En la nueva carrera espacial y el NewSpace la distinción entre el espacio orbital y el espacio profundo plantea una reflexión relevante para repensar la gobernanza espacial contemporánea. La tesis según la cual el verdadero dominio espacial termina en la órbita geoestacionaria y que, por debajo de ese límite, el espacio constituye una extensión funcional de la infraestructura terrestre resulta particularmente provocativo. Sin embargo, desde una perspectiva crítica del Sur Global, esta interpretación requiere ser complementada con una discusión sobre las desigualdades de poder, la apropiación tecnológica y la concentración de capacidades espaciales en un reducido grupo de Estados y corporaciones. Esta reflexión plantea que el espacio orbital se ha transformado efectivamente en un espacio de explotación económica, militar y política, pero que los actuales debates sobre gobernanza suelen ignorar las asimetrías estructurales que caracterizan el orden espacial global. Mientras la cooperación científica continúa siendo necesaria para la exploración del espacio profundo, la construcción de un régimen legítimo de gobernanza orbital (basado en los principios fundamentales del derecho espacial vigente) exige incorporar principios de justicia espacial, equidad tecnológica y representación efectiva de los países del Sur Global.

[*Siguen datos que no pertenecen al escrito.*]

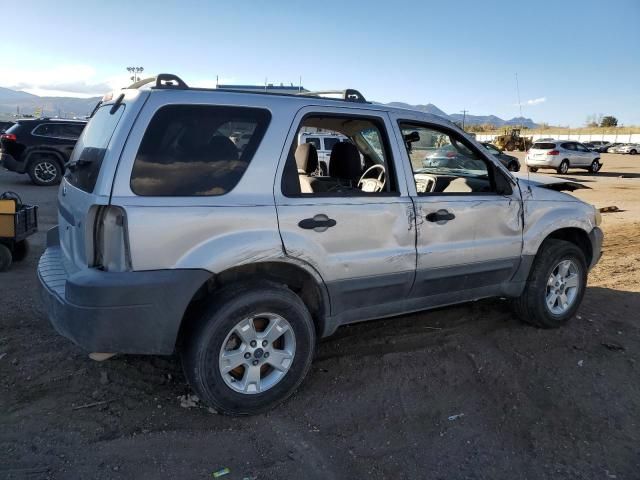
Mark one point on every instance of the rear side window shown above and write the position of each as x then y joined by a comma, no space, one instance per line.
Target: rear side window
544,146
315,142
86,159
329,142
45,130
187,150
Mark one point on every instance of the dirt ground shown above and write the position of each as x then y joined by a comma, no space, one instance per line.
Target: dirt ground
458,393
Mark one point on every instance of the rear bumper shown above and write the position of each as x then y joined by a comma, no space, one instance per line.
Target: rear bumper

Durante gran parte del siglo XX, el espacio exterior fue concebido como una frontera científica asociada a la exploración, la hegemonía, seguridad y militarización, el conocimiento y el prestigio nacional. Esta narrativa, influenciada por la competencia entre Estados Unidos y la Unión Soviética durante la Guerra Fría, proyectó una imagen del espacio como patrimonio común de la humanidad. Sin embargo, en las primeras décadas del siglo XXI, con el ascenso de nuevos actores en la nueva carrera espacial -China y las grandes corporaciones espaciales- el carácter de las actividades espaciales ha experimentado una transformación sustancial.

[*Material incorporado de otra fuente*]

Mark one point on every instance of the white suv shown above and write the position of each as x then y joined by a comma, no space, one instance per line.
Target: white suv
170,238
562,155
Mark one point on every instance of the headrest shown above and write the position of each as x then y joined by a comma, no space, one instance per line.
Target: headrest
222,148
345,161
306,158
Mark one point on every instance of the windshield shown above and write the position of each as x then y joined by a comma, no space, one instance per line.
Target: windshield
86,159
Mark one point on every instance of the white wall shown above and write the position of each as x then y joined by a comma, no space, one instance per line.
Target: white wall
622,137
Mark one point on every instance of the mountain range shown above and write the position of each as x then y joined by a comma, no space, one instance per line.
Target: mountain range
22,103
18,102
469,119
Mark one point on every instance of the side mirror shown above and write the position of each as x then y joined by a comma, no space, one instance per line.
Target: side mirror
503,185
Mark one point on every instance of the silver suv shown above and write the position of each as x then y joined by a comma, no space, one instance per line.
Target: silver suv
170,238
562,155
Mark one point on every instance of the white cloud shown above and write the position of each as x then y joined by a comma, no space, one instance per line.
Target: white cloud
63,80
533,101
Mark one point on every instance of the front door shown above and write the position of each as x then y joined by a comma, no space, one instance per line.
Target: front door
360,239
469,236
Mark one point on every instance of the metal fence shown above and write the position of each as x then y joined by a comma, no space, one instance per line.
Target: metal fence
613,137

Analizar este contexto, más allá del concepto space domain / dominio espacial (surgió de la evolución de la doctrina militar y geoespacial de los EE.UU. a principios de los años 2000, a partir de diciembre de 2019 ha sido adoptado por fuerzas armadas y agencias internacionales como la OTAN), permite identificar correctamente un fenómeno central, el espacio orbital ya no solo constituye una esfera de exploración, sino también un espacio de explotación económico comercial. Las órbitas terrestres se han convertido en infraestructuras críticas para las telecomunicaciones, la navegación, la observación terrestre, la vigilancia estratégica, la proyección militar y las actividades económicas. En contraste, la Luna, Marte y el espacio profundo -por ahora- continúan siendo territorios predominantemente exploratorios.

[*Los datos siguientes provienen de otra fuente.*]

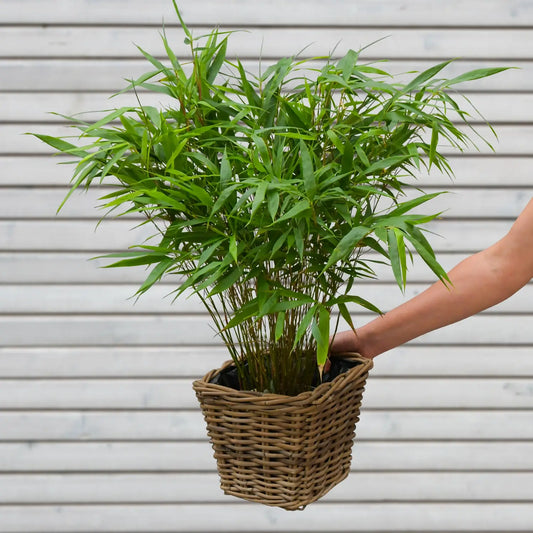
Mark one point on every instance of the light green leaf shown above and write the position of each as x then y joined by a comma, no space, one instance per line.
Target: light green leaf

No obstante, la cuestión central no radica únicamente en diferenciar explotación y exploración. Desde la perspectiva del Sur Global, el problema fundamental consiste en determinar quién explota esos recursos orbitales, quién define las normas que regulan su uso y quién se beneficia directamente de esta nueva faceta de la economía espacial.
El espacio orbital como extensión de la infraestructura terrestre
La propuesta de considerar que el verdadero dominio espacial termina en la órbita geoestacionaria resulta conceptualmente provocadora. Desde una perspectiva funcional, existe una fuerte argumentación para sostener que los satélites en la órbita baja terrestre (LEO), media (MEO) y geoestacionaria (GEO) forman parte de la infraestructura material de la civilización terrestre.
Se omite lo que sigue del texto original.